Advertisement

Some in GOP split with Bush on Iraq

The Nation

May 03, 2007|Noam N. Levey and Janet Hook, Times Staff Writers

WASHINGTON — Distressed by the violence in Iraq and worried about tying their political fate to an unpopular president, some Republicans on Capitol Hill are beginning to move away from the White House to stake out a more critical position on the U.S. role in the war.

These lawmakers are advocating proposals that would tie the U.S. commitment in the war to the Iraqi government's ability to demonstrate that it is working to quell the sectarian conflict.


Advertisement

As Democrats start work on a new war spending bill to replace the one President Bush vetoed, at least three Republican senators who opposed the Democratic withdrawal plan said Wednesday that the new bill should include so-called benchmarks for the Iraqi government to meet.

"Obviously, the president would prefer a straight funding bill with no benchmarks, no conditions, no reports," said Sen. Susan Collins (R-Maine). "Many of us, on both sides of the aisle, don't see that as viable."

Collins, who opposed Bush's troop buildup but balked at the Democratic withdrawal plan, is working on legislation that would require Iraqis to meet certain goals to receive U.S. reconstruction aid.

Most Republicans are expected to stick with the White House until September, when the U.S. military commander in Iraq plans to deliver a major assessment of the president's war strategy. Bush in January ordered the deployment of an additional 21,500 troops to try to stabilize Iraq.

But the call for establishing benchmarks with concrete consequences challenges the position of the president and GOP leaders, much as the Democrats did when they tried to link the same measurements with a troop withdrawal.

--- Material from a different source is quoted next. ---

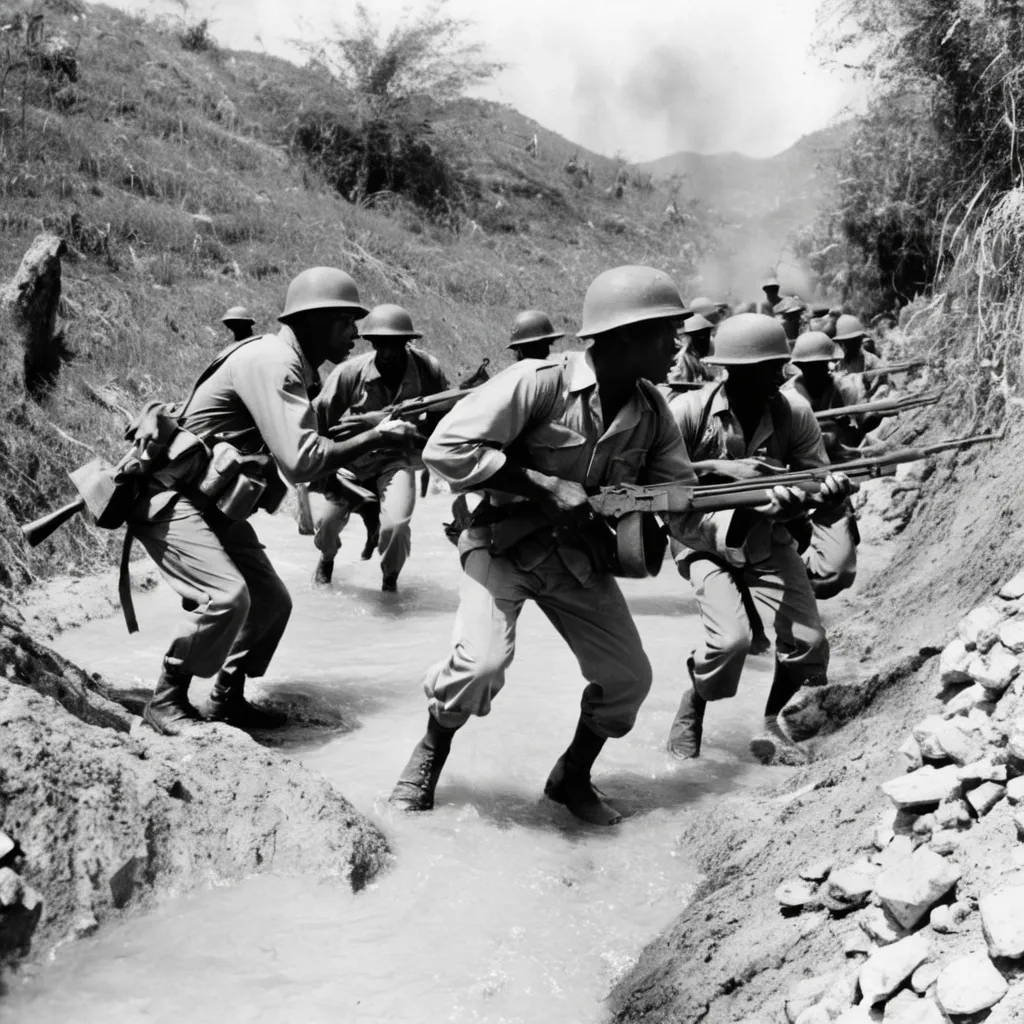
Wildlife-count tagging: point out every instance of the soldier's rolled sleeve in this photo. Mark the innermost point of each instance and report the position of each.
(278, 401)
(466, 448)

And it comes as some Republicans are calling on colleagues to take a more independent position on the war after years of deferring to the White House.

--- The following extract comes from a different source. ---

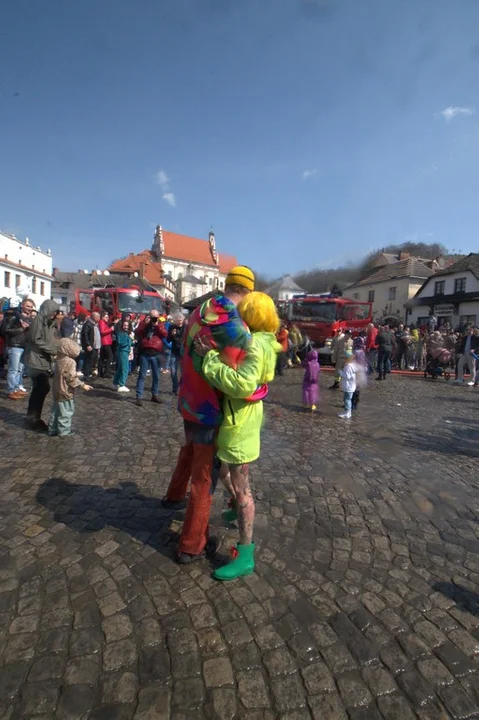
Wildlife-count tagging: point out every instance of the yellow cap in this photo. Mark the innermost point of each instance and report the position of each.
(241, 275)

"We have to be engaged developing our own proposals and not just going along with what the executive branch is doing," said Rep. Charles Boustany Jr., a Louisiana Republican who voted against the Democratic plan to force Bush to start withdrawing troops.

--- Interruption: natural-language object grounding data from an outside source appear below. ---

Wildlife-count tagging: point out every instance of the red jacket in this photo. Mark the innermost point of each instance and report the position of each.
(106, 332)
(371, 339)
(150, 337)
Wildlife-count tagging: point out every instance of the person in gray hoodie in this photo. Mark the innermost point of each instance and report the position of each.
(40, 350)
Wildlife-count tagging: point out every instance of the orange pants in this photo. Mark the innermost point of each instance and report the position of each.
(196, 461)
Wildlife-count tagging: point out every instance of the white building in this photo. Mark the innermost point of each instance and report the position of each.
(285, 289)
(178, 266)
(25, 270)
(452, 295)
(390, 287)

Rep. Jack Kingston, a Georgia Republican who has supported Bush's war strategy even as the public has turned against it, said, "The marketplace has become ripe for a new idea."

GOP leaders in the House and Senate continue to criticize the Democratic drive to force an end to the 4-year-old war. Senior Republicans have not embraced any proposals that would put them at odds with the White House, which has consistently declined to articulate any consequences for the Iraqis if they failed to meet the benchmarks.